Data Security

Ensuring Data Security & Privacy Protection

All data remains within the local authority systems, and is stored on the same DB instances as the existing CMS up until an agreed point where the API connection has been tested, and live data payloads start. No data is automatically sent, unless the local authority has agreed it. Oversight of the data within each record and each payload is accessible before sending.

During initial API testing within partner LAs, we provide options for a phased(1-5) test-payload-data to remove any pre-live data risk. In order to achieve this, we can also generate an anonymised and scrambled 'model' of a subset of the LA's relevant live (SSD)data, and use this 'template data' to further ensure the data flow is working, prior to sending any live data (final phase 5).

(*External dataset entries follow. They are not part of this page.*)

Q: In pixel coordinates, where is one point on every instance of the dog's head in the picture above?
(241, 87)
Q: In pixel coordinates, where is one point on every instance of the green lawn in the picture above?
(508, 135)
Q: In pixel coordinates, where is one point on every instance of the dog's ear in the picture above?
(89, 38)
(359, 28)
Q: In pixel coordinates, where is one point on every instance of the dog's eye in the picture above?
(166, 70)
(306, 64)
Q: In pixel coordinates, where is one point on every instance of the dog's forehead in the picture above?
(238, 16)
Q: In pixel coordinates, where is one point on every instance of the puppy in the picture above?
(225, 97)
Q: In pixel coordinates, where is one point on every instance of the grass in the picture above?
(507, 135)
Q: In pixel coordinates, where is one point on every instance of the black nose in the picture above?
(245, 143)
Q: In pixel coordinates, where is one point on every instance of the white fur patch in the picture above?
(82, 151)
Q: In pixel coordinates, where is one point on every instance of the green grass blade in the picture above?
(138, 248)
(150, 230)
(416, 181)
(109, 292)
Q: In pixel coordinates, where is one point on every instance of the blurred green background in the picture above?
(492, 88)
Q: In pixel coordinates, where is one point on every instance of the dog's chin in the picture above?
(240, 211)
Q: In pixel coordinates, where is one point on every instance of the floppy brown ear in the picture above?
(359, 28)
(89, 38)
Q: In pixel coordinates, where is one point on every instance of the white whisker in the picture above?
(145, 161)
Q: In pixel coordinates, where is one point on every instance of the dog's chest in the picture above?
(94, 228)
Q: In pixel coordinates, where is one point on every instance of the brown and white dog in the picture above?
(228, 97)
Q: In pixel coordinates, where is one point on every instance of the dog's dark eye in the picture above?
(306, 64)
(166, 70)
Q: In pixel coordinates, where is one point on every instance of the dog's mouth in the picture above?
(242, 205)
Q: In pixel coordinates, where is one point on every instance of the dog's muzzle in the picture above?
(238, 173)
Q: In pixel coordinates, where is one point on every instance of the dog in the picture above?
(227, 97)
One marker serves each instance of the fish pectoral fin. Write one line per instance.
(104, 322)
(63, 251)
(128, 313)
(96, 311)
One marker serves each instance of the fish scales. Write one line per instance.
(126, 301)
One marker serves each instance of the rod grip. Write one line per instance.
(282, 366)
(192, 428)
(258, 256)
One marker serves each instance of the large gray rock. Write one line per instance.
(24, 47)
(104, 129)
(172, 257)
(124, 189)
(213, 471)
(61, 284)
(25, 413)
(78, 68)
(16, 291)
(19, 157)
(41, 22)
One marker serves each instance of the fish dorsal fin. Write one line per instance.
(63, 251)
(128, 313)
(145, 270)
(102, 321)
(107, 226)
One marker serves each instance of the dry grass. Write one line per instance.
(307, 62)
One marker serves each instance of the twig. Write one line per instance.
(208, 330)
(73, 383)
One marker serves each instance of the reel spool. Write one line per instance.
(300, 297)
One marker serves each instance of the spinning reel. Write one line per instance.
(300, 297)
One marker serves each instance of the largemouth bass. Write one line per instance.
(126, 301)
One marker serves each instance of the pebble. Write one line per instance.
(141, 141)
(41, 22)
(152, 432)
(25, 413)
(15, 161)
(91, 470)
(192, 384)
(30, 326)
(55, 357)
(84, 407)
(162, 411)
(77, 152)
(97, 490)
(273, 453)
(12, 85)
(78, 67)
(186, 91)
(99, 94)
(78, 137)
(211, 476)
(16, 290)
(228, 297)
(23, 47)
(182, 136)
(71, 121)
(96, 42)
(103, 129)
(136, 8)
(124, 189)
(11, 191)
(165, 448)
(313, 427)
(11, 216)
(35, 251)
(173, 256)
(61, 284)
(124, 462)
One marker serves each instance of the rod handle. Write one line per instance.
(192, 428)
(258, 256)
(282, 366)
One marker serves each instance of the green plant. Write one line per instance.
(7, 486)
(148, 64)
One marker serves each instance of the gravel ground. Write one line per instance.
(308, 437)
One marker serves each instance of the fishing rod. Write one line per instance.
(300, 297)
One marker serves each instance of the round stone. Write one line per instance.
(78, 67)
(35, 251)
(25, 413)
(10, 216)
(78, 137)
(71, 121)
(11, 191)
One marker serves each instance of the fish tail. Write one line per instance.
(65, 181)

Towards the later test phases(3|4), a rigorous scrambling processes can be employed to create this false|scrambled dataset. In essence the process 'models' the structure of the LA's data, but bears no resemblence to the actual data. This ensures that any re-identification of individuals is computationally infeasible during such payload tests between LA and DfE endpoint/internal review. This enables developers at either end of the process to have visibilty only of trashed|template records where no aspect of the data elements reflects live records. Our approach aligns with best practices in data security, cryptography, and privacy protection. To assist in understanding what the anonymisation process entails, the following details aim to break down the key aspects of it to ensure transparency.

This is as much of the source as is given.